Of course, during this transition period, you still have a business to run. Your staff still has all their regular tasks on their plate and now they have this large, enterprise project which requires their attention. A motivated team will tolerate running at 110% or even 120% work capacity during this period, but if you go higher than 120% you are getting into the "burnout" range which can have all kinds of negative effects.
How do you keep everyone energized and productive during this stressful time?
Above and beyond staff considerations, there is also the need to provide solid technology tools while you're waiting for the new ERP to be available.
How do you stay productive during this critical period? Here's some suggestions:
Call in the cavalry - There is an internal and external approach to balancing the workload. Internal is preferred, but is often not a viable option since the folks with excess capacity often do not have the right skill sets to take over responsibilities from the ERP team. As much as possible, offload tasks from the core ERP team to other team members.
This will often prove to be insufficient to account for the additional work. An external approach is to bring in contract workers, particularly a project manager. In some cases, you might not have anyone at the company who could take on the project manager role. Alternatively, you might have good candidates but they are too busy with other responsibilities.
A good contract project manager is worth their weight in gold. They can keep your implementation on time and on budget. It also creates a situation where you will have an opportunity to assess them for a year or more. It's a "try before you buy" situation. If you are happy with their work you can always offer them a full-time position since once your new ERP is live there are going to be an ongoing cascade of follow up projects - additional phases, new modules, integrations, upgrades, etc.
There's no friend like an old friend - If you've had an ongoing, friendly relationship with your incumbent ERP vendor, try to maintain it. You are going to need your vendor for at least another year for things like upgrades, reports, forms and general maintenance. They can also make life a lot easier for you if they help with data migration. Maintaining a friendly relationship with your incumbent vendor can make your life a lot easier and save you a lot of time.
The power of analytics - A great tool during your transition period is an analytics solution. There are some outstanding packages out there like Microsoft Power BI, Tableau, and Qlik. These solutions can allow you to continue to make progress with respect to reporting, analytics, and dashboards as you wait for your ERP to come online.
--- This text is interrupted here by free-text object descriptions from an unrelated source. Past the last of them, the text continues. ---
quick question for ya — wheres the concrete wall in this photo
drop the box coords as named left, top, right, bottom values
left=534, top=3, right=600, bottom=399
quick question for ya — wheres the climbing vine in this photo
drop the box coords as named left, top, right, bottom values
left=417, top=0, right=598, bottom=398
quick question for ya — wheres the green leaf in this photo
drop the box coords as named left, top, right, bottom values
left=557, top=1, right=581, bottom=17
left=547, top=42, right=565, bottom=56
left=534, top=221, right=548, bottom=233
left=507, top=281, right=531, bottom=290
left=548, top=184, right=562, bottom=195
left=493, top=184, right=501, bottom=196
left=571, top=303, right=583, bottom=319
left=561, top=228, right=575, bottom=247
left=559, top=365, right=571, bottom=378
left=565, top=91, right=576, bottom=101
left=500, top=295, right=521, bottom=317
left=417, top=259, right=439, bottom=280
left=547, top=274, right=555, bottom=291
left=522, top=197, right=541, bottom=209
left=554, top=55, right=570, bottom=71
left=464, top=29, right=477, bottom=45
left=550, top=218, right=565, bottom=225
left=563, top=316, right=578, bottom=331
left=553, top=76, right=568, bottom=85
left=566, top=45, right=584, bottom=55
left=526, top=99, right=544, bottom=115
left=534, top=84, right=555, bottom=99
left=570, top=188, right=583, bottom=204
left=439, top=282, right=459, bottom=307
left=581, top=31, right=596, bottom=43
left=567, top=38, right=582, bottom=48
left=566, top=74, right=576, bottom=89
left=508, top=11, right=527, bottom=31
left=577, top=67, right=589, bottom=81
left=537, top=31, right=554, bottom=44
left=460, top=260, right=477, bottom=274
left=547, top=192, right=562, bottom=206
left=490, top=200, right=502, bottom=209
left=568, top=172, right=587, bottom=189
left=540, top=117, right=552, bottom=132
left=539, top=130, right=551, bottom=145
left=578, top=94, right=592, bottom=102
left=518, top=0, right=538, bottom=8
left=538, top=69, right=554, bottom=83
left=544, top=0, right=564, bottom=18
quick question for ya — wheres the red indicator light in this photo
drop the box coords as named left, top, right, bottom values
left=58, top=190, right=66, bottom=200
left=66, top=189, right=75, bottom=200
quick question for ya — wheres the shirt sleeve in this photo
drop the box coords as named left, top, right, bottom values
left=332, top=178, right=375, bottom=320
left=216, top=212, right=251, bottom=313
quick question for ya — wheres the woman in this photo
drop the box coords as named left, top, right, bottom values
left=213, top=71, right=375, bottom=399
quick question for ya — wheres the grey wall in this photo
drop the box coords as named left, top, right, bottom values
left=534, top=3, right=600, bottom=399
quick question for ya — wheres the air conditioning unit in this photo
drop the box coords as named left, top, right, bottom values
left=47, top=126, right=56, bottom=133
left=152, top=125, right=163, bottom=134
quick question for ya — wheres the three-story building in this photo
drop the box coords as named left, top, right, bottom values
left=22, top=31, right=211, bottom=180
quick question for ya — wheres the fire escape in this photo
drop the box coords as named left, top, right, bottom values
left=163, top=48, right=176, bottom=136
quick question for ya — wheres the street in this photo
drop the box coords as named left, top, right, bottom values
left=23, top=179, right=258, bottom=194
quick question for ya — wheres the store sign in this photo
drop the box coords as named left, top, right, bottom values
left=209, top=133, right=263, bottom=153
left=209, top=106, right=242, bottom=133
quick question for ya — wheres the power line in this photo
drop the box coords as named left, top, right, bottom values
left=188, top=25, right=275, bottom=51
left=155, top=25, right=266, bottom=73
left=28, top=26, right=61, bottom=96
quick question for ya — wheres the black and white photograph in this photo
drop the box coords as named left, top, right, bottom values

These analytics packages ship with hundreds of connectors, so they can pull data from virtually any system. An analytics package can enable multi-system reporting across all your systems. If you're using Quickbooks for finance, Salesforce for sales and marketing, Monday.com for operations, as well as sundry specialized Excel spreadsheets, you can pull data in from all of these systems and create visualizations, reports, and dashboards that will help with decision making, planning, and the customer experience.
I had one client that created heat maps in Power BI that helped their clients visualize the progress of their projects. The applications of these solutions are virtually endless. Plus, when you do go live with your ERP, an analytics package is a wonderful complementary solution.